Obesity is second only to tobacco use as a risk factor for cancer and is associated with increased mortality for all cancer combined as well as for cancer of specific sites, including cancer of the colon/rectum, prostate, breast, and cervix.
In cervical cancer screening, increasing weight was consistently associated with lower rates of Pap smear use. Studies showed this to be most notable in white women, with black women, particularly black women of high socioeconomic status showing an absent or less strong association.
In contrast, prostate cancer screening levels were consistently shown to increase with weight. In three of four studies obese men were more likely to receive a PSA test for prostate cancer screening than their normal weight peers. This unique finding seems to remain across race/ethnicity differences.
“This could be explained by differences in access and utilisation of health care; as weight increases so do other comorbid conditions, making heavier men higher users of health care and perhaps more encouraged to be tested by their health care provider,” said Richard Wender, MD, professor at Jefferson Medical College of Thomas Jefferson University and chair of Family and Community Medicine at Thomas Jefferson University Hospital, an author on the study.
A review of breast cancer screening research showed no correlation between weight and mammography use in women. In the three studies examined that stratified the obesity-screening relationship according to race, one study showed obesity corresponded with a decreased use of mammography in white women and increased use in their black counterparts. Two of the three studies found a positive association between obesity and mammography use in black women, while one study showed no effect.

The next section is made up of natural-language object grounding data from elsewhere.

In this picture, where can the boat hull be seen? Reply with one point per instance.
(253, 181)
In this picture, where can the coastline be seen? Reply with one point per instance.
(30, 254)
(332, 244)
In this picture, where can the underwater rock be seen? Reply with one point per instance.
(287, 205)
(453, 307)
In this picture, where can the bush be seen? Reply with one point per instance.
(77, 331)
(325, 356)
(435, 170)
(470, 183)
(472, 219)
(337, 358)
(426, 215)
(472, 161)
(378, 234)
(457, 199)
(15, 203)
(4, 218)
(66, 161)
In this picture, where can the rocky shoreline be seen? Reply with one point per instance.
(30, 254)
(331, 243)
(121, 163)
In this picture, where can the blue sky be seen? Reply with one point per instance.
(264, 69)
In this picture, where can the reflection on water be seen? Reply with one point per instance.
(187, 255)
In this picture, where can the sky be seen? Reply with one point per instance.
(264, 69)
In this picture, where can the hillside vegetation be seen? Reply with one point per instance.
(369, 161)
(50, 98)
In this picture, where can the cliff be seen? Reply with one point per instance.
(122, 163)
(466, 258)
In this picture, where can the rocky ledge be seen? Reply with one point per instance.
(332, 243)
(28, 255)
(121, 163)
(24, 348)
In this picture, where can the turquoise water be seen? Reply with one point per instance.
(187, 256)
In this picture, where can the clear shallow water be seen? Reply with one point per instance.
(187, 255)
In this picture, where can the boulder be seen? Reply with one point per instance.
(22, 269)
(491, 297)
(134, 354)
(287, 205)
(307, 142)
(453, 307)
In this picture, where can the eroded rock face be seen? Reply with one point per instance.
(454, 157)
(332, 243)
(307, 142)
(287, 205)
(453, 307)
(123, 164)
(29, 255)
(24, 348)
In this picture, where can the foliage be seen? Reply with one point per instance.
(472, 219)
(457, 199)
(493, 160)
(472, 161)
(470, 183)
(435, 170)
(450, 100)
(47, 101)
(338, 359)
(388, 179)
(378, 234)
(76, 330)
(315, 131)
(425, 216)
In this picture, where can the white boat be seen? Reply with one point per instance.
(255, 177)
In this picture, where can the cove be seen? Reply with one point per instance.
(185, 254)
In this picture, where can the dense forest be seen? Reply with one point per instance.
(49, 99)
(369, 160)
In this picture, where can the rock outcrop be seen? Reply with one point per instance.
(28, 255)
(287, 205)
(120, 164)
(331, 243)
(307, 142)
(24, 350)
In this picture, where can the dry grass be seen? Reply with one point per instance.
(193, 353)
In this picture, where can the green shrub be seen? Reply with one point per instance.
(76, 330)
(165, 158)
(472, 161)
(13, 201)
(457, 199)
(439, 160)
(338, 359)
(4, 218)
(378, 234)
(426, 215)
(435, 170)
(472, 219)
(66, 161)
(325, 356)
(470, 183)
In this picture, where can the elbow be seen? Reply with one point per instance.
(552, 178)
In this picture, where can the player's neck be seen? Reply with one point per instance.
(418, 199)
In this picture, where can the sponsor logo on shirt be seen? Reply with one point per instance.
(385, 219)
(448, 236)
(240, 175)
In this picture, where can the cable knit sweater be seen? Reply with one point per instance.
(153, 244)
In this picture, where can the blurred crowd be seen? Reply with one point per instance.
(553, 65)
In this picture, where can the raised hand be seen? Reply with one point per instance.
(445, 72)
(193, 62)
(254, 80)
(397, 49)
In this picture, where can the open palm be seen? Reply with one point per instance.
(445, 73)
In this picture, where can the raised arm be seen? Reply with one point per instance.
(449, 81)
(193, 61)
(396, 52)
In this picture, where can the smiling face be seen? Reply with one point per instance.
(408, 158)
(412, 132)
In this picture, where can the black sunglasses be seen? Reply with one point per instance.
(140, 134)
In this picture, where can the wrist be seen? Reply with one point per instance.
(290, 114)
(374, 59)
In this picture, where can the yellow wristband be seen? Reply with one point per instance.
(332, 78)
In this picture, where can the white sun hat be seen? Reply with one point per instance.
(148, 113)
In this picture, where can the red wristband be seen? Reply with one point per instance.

Similarly, higher weight women, according to the team’s analysis, were less likely to be screened for colorectal cancer (CRC), though the data made no reference to disparities in screening levels between races; research showed inconsistencies in the association between obesity and CRC screening in men. The studies available on CRC screening looked at a variety of testing options, making direct comparison difficult. On the whole, research showed that endoscopy, not fecal occult blood test (FOBT), was more likely influenced by weight status, specifically in women. Researchers surmise that this could be related to the fact that endoscopy is more invasive and therefore more difficult on obese patients relative to other screening tests.
Cultural differences among men, women, blacks and whites as well as socioeconomic factors such as insurance status and access to health care, which can be confounded with race/ethnicity and gender, may limit or grant access to certain cancer screenings.
“We hope to have built a more detailed picture of the relationship between obesity and cancer screening to inform efforts to identify and reduce disparities in cancer screening,” said Fagan and Wender.
“Screening behaviours can vary by ethnicity/race and gender, but more research is needed to create a comprehensive understanding of obesity and cancer screening in race-gender subgroups such as white men, white women, black men and black women, accounting for the effects of the doctor-patient relationship, access to care and type of screening test.”